顔も、スタイルも、頭も、運動も、名前ですら、全て平凡である。
そして、性格はヘタレで、少しだがオタクだ。
平凡な両親から生まれたのだから仕方がないのだが、何故か、三歳年下の生意気な妹、はるかは、
平凡ではない。
はるかは、同じ両親から生まれたとは思えない程、頭が良く、顔も良く、人気があり、
運動神経も良く、何でも出来て、今度、芸能界という所に行くので、
今、両親と準備をしている真っ最中である。
そんな三学期の後半のある日、太郎が部屋で、一人で勉強をしていると、コンコンと、
ノックの音がした。
「お兄ちゃん? はるかだけど、入っていい?」
それは、はるかだった。
はるかは、太郎の返事も聞かず、部屋に入ってきて、太郎に声をかけた。
「ねえねえ。何してるの?」
「見れば分かるだろ。明日の試験勉強だ」
「ふぅ~ん。どれどれ?」
はるかは、太郎の勉強道具を眺め、また話し掛けてきた。
「へぇ。高校生って、こんな簡単な事が試験に出るんだね。あっ、ここ。感じ間違ってるよ!
んぅ、もう、お兄ちゃんたら。おっちょこちょいなんだから!」
「はるか。何の用だ?」
太郎が聞くと、はるかは、新品のスマホを見せびらかしてきた。
「用って、用はないんだけど。ねえ、見てみて! 新しいスマホだよ!
お父さんに今日、買ってもらったんだ。今度のスマホ、いっぱい機能が追加されててさ……」
「さっきも言ったろ‼ 邪魔するなら、出ていけ‼」
太郎が怒鳴ると、はるかは泣き出してしまった。
すると、その泣き声を聞いた太郎の両親が、慌てて、太郎の部屋に入ってきた。
「はるか⁉ どうしたんだ?」
「まあまあ。はるかちゃん。どうして泣いてるの? お兄ちゃんに何か言われたの?」
「太郎‼ お前、はるかに何をしたんだ‼」
太郎の両親は、太郎を攻め続けた。
その両親と、はるかの泣き声で、太郎のイライラは爆発した。
「うるさいって言ってんだ‼ みんな、出ていけ‼」
太郎は怒鳴り、壁をドンッと、家が揺れる程、叩いた。
すると、はるかは腰を抜かし、スマホを落とし、一度、目をパチクリさせた。
「うわあぁーーん‼ お兄ちゃんのバカアーー‼」
「あっ! はるかちゃん⁉」
はるかは泣きながら部屋を出ていき、母が、それを追って出ていった。
太郎が不貞腐れていると、父は、また怒鳴った。
「「太郎‼ お前は兄のくせに、どうしてたった一人の妹に、あんな酷い事が出来るんだ‼
はるかに謝りなさい‼」
「嫌だ‼ 出ていけ‼ あんな妹なんて、いらねえよ‼」
太郎が怒鳴り返すと、バンッと、父が太郎を殴り、睨んできた。
「気がすんだら、出ていけ‼」
殴られた太郎が怯まず、怒鳴ると、父は呆れた顔をして、出ていった。
「いってえな……」
太郎が父に殴られた所を手で摩っていると、ふと、はるかが落としていったスマホが気になった。

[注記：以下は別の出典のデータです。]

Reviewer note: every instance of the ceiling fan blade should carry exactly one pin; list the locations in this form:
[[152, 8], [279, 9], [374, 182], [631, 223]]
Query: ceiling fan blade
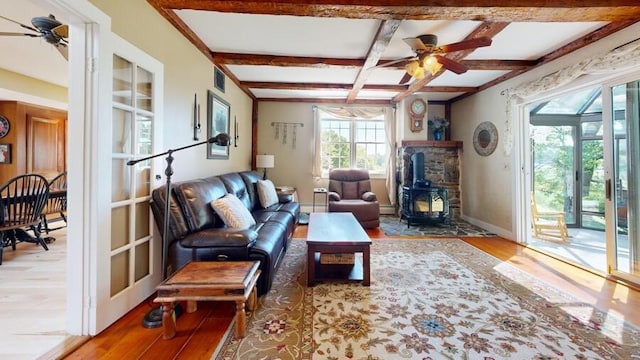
[[405, 79], [17, 34], [416, 44], [62, 30], [451, 65], [463, 45], [392, 62], [64, 51], [19, 23]]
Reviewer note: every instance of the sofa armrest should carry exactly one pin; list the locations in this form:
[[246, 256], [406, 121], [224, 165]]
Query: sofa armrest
[[333, 196], [221, 237], [369, 196]]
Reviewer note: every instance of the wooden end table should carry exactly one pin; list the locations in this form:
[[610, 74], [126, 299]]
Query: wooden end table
[[336, 233], [210, 281]]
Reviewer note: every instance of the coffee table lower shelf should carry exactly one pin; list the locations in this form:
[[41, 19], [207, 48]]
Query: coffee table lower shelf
[[332, 272], [358, 271]]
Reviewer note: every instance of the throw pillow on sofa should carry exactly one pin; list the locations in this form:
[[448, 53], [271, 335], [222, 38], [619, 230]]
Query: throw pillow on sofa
[[233, 212], [267, 193]]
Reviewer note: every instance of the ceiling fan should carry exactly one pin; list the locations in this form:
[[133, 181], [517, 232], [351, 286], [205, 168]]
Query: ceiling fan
[[428, 56], [47, 27]]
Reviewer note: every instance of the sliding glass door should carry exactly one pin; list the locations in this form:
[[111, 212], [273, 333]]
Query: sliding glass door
[[622, 187]]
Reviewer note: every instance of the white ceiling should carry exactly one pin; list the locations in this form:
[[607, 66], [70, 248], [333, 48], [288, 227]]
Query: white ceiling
[[311, 37], [342, 38], [33, 57], [29, 56]]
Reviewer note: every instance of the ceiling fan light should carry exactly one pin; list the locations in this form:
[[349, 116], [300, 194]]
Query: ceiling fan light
[[431, 64], [419, 73], [411, 67]]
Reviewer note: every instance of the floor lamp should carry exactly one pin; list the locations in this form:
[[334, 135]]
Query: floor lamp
[[153, 318]]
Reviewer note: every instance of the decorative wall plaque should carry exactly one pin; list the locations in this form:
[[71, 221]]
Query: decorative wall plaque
[[485, 138]]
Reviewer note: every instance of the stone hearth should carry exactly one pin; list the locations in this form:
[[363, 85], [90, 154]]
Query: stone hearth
[[441, 166]]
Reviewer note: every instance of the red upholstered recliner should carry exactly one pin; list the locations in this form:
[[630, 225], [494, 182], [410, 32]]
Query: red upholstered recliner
[[350, 191]]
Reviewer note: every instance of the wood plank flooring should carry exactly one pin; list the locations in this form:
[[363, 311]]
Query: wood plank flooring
[[199, 332], [33, 299]]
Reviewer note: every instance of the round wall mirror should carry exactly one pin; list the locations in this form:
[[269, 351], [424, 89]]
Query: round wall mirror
[[485, 138]]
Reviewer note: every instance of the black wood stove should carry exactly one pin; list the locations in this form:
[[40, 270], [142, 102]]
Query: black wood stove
[[421, 202]]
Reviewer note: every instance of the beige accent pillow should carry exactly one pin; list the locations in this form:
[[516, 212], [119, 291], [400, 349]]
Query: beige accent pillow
[[233, 212], [267, 193]]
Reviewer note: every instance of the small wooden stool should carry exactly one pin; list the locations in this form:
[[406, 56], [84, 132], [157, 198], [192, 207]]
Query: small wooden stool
[[210, 281]]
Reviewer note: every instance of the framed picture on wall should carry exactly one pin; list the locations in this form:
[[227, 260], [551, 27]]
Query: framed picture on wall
[[218, 119], [5, 153]]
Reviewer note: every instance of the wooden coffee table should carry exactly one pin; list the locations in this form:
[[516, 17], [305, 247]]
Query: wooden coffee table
[[336, 233], [209, 281]]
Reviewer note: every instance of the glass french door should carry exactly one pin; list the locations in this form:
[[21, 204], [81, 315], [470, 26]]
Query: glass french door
[[130, 256], [622, 187], [554, 167]]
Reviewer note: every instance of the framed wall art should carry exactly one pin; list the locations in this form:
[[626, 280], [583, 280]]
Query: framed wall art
[[485, 138], [218, 121], [5, 153]]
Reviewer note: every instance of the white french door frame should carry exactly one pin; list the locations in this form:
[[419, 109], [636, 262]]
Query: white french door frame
[[89, 30], [522, 155]]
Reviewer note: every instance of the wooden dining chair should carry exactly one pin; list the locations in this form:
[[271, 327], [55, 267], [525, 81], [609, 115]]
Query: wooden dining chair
[[56, 203], [21, 202], [548, 224]]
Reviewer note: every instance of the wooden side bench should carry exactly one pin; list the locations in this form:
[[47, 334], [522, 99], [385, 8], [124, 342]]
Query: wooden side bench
[[210, 281]]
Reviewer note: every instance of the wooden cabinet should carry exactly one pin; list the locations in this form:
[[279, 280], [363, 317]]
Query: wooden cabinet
[[38, 140]]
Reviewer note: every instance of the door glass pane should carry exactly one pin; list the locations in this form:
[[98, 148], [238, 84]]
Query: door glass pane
[[626, 148], [592, 173], [553, 169], [142, 265], [121, 131], [122, 80], [121, 184], [144, 87], [119, 227], [119, 272], [142, 220]]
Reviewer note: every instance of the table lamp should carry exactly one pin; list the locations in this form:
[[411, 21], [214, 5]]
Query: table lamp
[[265, 162]]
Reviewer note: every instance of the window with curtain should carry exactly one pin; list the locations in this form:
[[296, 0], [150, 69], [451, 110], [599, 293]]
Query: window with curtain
[[352, 138]]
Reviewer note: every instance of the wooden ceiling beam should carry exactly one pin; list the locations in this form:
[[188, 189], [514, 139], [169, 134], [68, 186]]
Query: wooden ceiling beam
[[479, 10], [342, 87], [378, 46], [328, 101], [570, 47], [278, 60], [486, 29]]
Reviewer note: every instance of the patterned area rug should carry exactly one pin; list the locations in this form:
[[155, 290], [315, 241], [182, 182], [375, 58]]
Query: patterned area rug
[[392, 226], [428, 299]]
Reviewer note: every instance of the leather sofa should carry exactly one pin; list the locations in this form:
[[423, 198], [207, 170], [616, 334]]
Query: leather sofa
[[197, 233], [350, 191]]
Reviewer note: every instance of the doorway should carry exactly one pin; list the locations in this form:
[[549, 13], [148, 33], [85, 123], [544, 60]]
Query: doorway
[[581, 147]]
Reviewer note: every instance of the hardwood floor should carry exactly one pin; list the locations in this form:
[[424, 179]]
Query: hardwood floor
[[199, 332]]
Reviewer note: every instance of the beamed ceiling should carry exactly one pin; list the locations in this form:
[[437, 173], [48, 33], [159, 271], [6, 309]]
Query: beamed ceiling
[[332, 51]]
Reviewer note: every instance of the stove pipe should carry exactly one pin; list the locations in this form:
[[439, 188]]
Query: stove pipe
[[417, 162]]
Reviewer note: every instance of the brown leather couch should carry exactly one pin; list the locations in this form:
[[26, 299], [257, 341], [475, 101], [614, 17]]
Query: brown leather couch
[[198, 234], [350, 191]]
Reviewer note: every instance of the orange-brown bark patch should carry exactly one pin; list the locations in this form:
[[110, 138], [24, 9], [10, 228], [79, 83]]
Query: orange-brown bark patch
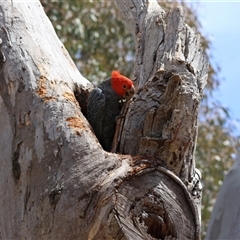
[[75, 122], [69, 96]]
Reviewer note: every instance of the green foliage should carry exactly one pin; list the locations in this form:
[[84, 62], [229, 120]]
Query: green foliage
[[99, 42], [95, 38]]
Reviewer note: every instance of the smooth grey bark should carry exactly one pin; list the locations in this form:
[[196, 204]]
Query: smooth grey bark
[[56, 182]]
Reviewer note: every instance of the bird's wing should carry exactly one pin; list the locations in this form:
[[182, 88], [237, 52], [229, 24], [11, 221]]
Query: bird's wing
[[96, 108]]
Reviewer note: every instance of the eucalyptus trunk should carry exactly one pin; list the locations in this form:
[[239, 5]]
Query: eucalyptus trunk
[[56, 181]]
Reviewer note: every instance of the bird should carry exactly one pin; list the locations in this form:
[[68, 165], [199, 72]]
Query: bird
[[104, 106]]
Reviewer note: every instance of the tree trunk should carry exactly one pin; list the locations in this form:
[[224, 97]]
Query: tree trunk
[[56, 180]]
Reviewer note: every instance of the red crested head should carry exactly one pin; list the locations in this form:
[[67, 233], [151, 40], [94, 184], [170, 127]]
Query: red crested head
[[122, 85]]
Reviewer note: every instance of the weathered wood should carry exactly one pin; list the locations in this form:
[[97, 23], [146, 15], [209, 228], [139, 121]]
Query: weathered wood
[[56, 182], [170, 74]]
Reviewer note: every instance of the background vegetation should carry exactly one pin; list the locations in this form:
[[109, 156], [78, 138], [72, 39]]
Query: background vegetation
[[99, 42]]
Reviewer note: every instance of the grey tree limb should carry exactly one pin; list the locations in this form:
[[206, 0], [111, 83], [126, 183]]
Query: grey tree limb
[[56, 181]]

「あれって、最新のだよな……。俺のなんか、五年以上前に買ったリユース品だったってのに‼」
太郎のイライラは、さらに増し、勉強を止めた太郎は、ベットに転がった。
そして、自分のスマホで、動画を視出した。
「おっ! また、推しが上げてるじゃん! 早く、見よっと!」
それから、太郎は、そのまま動画を視続け、寝落ちした。
次の日、太郎は目が覚めて、スマホで時計を見た。
「うわっ⁉ もう、こんな時間かよ。勉強出来てねぇ……。
まあ、所詮、模擬試験だし、今更、勉強してもなぁ……。だけど、大学の判定がbは、欲しいし……」
太郎は、スマホをベットに置き、ベットから下りた。
「はぁ……。憂鬱だ。また、何か言われるんだろうな……」
肩を落とし、太郎が歩いて行くと、はるかのスマホが、まだそこに堕ちていた。
「はるかの奴。スマホを放っていやがる……。折角、いい物を買ってもらったくせに‼」
嫌々ながらも太郎は、はるかのスマホを拾った。
「たくっ‼ 大事にしろよな‼」
そして、スマホを持ったまま、太郎が居間に行くと、母が明るい顔をして、話し掛けてきた。
「太郎ちゃん。おはよう。良く眠れた?」
「まあ、いつもどおりだ」
「そう。じゃあ、朝食にするね。今日は、太郎ちゃんの好きな物ばかり作ったの。
沢山、食べてちょうだいね!」
「母さん。あのさ……、ちゃんずけ、止めてくれ」
「どうして? ずっと、そう呼んでたのに?」
「何言ってんだ?」
太郎は、異常な事に気付いた。
「変な太郎ちゃん。朝食、食べて、しっかりしてね。今日は試験があるんでしょ?
今回も、トップの成績取って、帰ってきてね!」
「母さん。俺が、一番になんか、成れる訳ねえだろ?」
「何言ってるの? 太郎ちゃんは、いつもトップだったじゃない。
いつもどおりの力を出せば、簡単に取れるわ!」
太郎は、いよいよ、この異常が恐ろしくなった。
朝食を少しだけ食べ、太郎は逃げるように、部屋に戻った。
「どうなってんだ⁉ 母さん、一体、どうしたんだ?」
太郎は縋るように、自分のスマホを探した。
「どこだ? 俺のスマホは?」
すると、コンコンと、ノックの音がした。
「太郎ちゃん。どうしたの? 食欲ないの?」
「い、いや……」
「何か、探し物?」
「スマホを探してんだ」
「それなら……」
母は、太郎にスマホを差し出した。
「えっ? これは、はるかのじゃないか?」
「何言ってるの? これは、太郎ちゃんに、昨日買ってあげたやつよ」
母が差し出したスマホは、先程、太郎が居間の机に置いた、
昨日、はるかが見せびらかしてきたスマホだった。
「冗談、きついって……。俺を揶揄うのは、もう止めてくれ!」
「冗談言ってるのって、太郎ちゃんの方よ。
さあ、いつまでも、ふざけてないで、学校に行ってらっしゃい」
そう言って母は、はるかのスマホを置いていった。
「どうなってんだ⁉ 何か変だ‼」
太郎は、また逃げるように家を出て、学校へ向かった。
「これは夢だ‼ いつか、覚めるはずだ‼」
太郎は何度もそう言って、学校に到着した。
しかし、事態は、さらに恐ろしい方向になっていた。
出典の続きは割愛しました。